In the figure below, ABEF is a rectangle, \overline { A D } \bot \overline { D E }, A F = 7, A B = 1, and A D = 5.

What is the area of \triangle{ABC}?

  • A.

    \frac { 3 } { 8 }

  • B.

    \frac { 4 } { 9 }

  • C.

    \frac { 1 } { 8 }\sqrt { 1 3 }

  • D.

    \frac { 7 } { 1 5 }

  • E.

    \frac { 1 } { 8 } \sqrt { 1 5 }

Answer:A

 

By Pythagorean theorem, we can see that AE=5\sqrt{2}, DE=5. So \triangle ADE is a right isoceles triangle, \angle EAD = 45^\circ.

Make altitude CG\perp AE at G. Set CG=AG=x, then EG=5\sqrt{2}-x.
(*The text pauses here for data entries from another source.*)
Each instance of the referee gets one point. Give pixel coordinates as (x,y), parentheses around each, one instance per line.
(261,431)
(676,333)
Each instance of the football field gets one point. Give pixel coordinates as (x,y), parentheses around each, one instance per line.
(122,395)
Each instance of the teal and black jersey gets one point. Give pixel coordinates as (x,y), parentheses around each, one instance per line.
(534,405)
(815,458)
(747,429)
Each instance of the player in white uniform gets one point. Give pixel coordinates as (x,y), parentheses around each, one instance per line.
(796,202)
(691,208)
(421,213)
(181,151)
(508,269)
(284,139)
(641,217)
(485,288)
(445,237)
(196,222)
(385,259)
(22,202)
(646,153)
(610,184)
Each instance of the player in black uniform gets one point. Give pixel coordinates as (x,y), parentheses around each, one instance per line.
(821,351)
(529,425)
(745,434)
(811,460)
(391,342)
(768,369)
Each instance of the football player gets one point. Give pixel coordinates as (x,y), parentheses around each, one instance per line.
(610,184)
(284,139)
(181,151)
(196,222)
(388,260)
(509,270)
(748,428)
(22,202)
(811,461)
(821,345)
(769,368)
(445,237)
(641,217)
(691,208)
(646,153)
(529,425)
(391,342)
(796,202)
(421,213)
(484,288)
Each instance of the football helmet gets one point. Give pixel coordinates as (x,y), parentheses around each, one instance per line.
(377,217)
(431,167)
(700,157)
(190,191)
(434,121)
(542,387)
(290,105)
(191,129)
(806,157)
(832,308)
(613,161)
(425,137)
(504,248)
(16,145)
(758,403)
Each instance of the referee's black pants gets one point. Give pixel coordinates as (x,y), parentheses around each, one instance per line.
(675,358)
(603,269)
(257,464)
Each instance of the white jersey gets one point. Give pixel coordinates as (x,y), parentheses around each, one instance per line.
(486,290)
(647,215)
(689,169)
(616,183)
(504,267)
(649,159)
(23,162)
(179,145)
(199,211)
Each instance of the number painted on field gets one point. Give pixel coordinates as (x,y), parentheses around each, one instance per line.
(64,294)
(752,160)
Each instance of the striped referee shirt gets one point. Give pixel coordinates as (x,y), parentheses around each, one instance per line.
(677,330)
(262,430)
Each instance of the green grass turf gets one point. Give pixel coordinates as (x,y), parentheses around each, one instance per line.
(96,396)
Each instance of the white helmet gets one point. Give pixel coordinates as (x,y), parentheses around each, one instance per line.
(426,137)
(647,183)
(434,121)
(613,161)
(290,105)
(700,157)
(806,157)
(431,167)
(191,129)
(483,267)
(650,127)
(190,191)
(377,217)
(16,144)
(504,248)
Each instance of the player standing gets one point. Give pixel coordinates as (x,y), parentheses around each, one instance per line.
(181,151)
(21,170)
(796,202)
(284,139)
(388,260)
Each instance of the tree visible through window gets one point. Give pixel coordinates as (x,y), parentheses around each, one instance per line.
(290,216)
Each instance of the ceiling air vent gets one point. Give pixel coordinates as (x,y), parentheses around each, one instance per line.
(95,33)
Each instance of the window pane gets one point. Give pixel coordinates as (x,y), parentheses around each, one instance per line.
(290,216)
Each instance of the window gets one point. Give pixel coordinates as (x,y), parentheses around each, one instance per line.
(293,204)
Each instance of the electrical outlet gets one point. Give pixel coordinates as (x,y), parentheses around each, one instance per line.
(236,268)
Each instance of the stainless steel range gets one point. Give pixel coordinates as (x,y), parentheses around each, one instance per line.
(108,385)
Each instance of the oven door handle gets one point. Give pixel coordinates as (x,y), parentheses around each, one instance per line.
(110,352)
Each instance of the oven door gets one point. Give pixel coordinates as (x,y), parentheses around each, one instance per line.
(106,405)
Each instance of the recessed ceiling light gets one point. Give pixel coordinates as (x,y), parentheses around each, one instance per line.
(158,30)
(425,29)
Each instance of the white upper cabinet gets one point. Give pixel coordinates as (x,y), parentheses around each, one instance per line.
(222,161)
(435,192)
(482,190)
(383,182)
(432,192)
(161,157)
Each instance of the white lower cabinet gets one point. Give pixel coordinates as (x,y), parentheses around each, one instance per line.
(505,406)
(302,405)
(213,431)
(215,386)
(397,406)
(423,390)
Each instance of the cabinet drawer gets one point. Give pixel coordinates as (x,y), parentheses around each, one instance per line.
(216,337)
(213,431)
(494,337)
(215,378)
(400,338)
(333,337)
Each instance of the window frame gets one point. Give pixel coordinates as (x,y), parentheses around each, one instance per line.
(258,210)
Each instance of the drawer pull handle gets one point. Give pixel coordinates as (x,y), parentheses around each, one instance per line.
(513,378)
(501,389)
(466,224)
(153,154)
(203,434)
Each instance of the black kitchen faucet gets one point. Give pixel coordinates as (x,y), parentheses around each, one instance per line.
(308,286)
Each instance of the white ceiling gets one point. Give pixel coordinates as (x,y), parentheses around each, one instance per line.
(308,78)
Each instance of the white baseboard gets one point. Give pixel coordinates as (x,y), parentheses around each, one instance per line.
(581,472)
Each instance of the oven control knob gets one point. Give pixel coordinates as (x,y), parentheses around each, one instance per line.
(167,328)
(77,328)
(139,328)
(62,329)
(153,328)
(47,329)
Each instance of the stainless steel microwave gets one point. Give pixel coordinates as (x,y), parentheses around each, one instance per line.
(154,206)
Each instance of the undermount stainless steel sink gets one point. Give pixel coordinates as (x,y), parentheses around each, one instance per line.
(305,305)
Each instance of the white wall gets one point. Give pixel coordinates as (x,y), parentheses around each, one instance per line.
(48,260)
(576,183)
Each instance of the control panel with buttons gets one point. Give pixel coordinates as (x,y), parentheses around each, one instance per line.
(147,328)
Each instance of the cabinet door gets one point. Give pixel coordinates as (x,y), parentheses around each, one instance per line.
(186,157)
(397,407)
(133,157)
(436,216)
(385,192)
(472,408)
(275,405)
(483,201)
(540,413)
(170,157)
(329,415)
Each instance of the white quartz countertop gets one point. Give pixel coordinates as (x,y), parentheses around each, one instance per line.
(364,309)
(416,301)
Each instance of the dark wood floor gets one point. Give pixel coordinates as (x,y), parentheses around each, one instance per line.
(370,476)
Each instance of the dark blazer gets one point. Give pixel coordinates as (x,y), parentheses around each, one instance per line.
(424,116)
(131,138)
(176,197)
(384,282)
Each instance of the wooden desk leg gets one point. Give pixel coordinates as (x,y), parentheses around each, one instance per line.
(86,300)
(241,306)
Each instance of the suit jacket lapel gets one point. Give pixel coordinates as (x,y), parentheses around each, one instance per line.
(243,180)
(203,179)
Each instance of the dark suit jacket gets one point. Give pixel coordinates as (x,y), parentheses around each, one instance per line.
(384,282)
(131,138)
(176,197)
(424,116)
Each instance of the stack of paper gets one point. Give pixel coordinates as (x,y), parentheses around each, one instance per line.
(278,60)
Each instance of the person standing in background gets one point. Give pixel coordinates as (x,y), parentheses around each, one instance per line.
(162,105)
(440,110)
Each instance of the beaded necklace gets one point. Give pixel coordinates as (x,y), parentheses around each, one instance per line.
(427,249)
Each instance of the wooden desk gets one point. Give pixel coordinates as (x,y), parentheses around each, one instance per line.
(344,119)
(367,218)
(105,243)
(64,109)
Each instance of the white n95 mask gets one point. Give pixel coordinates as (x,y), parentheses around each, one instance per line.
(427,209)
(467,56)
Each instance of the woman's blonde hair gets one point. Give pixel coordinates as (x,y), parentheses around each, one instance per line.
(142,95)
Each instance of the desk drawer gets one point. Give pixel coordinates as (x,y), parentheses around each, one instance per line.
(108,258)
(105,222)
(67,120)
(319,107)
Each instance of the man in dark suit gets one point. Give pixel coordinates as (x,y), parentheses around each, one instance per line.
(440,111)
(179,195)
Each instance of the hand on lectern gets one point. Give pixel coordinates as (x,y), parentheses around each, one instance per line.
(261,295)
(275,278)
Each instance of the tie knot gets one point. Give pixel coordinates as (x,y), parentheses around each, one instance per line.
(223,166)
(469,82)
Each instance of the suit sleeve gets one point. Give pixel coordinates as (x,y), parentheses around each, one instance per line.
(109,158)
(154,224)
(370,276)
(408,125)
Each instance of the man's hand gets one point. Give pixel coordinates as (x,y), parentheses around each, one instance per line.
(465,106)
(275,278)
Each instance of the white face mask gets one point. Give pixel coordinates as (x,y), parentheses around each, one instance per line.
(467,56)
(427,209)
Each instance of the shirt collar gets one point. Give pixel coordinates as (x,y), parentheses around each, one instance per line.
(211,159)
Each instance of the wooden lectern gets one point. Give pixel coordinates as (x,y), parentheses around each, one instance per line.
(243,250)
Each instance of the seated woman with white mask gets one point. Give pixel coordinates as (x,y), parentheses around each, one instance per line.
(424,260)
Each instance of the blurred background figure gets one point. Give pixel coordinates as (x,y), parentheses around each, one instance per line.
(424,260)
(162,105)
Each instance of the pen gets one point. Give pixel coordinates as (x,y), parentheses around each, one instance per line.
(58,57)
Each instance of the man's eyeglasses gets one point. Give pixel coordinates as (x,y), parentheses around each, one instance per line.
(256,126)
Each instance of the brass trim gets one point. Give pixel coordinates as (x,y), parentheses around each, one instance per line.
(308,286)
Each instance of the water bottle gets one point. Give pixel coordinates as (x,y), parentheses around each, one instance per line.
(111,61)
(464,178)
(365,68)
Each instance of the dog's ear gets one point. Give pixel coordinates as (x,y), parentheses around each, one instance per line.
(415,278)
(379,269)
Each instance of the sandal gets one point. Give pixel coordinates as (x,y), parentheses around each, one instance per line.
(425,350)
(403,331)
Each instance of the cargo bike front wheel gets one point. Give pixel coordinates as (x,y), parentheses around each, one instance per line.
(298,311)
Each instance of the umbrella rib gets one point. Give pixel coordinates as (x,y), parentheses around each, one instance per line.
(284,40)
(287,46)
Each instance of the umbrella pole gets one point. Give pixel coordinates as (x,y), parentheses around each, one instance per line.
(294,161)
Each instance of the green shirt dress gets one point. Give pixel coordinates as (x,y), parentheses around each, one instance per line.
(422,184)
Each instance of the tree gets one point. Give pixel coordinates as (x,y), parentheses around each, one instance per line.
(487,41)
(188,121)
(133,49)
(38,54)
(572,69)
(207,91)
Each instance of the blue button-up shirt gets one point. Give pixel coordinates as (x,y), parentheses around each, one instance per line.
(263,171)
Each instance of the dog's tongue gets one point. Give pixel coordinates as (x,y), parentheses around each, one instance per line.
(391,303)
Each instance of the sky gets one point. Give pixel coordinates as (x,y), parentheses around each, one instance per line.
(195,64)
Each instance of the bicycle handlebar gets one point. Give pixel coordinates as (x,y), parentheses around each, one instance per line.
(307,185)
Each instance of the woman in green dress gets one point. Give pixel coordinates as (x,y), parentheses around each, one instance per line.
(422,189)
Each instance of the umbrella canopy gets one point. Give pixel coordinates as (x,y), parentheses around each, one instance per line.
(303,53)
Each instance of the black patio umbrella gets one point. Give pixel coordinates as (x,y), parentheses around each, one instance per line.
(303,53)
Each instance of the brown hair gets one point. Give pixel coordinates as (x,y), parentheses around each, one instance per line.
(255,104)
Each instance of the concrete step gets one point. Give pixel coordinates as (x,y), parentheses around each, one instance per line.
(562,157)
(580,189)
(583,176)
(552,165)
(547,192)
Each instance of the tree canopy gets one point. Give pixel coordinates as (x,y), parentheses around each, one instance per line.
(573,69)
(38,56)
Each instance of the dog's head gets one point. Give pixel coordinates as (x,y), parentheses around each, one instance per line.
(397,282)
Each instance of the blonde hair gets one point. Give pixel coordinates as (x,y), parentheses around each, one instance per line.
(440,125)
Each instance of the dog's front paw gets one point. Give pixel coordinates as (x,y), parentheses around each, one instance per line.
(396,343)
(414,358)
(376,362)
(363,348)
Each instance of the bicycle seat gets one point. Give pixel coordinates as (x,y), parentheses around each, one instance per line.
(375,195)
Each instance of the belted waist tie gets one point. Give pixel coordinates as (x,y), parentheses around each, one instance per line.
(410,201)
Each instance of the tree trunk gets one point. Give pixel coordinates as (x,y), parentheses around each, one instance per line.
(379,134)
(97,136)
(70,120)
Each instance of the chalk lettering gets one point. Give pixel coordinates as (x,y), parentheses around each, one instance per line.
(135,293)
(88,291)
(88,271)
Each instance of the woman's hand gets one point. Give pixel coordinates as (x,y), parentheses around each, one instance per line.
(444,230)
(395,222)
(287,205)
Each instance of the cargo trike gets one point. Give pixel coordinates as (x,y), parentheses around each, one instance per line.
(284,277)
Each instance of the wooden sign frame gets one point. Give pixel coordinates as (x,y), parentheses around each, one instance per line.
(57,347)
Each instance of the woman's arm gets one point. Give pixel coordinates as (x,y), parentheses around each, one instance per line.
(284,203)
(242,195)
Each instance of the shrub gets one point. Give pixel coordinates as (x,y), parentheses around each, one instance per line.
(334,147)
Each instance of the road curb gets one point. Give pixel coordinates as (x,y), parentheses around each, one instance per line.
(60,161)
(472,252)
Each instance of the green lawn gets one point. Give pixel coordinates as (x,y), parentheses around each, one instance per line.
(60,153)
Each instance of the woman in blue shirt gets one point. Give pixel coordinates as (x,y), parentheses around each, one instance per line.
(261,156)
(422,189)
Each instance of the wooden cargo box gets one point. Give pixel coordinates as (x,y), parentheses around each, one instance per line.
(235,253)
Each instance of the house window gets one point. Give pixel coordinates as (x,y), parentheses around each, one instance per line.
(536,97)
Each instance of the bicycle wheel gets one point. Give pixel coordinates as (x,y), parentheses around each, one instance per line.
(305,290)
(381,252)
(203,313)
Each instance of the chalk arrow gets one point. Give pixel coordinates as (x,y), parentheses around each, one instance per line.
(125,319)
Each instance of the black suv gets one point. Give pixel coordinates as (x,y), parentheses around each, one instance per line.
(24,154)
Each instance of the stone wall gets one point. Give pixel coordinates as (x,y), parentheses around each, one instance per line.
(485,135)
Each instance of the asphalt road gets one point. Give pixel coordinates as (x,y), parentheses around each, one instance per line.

As \triangle ECG \sim \triangle EAB, \dfrac{EG}{GC}=\dfrac{5\sqrt{2}-x}{x}=\dfrac{EB}{BA}=7

So x=\dfrac{5\sqrt{2}}{8}. Area calculation: S_{\triangle ABC}= S_{\triangle ABE} - S_{\triangle ACE} = \frac{1}{2} AB \cdot BE - \frac{1}{2} AE \cdot CG = \frac{3}{8}.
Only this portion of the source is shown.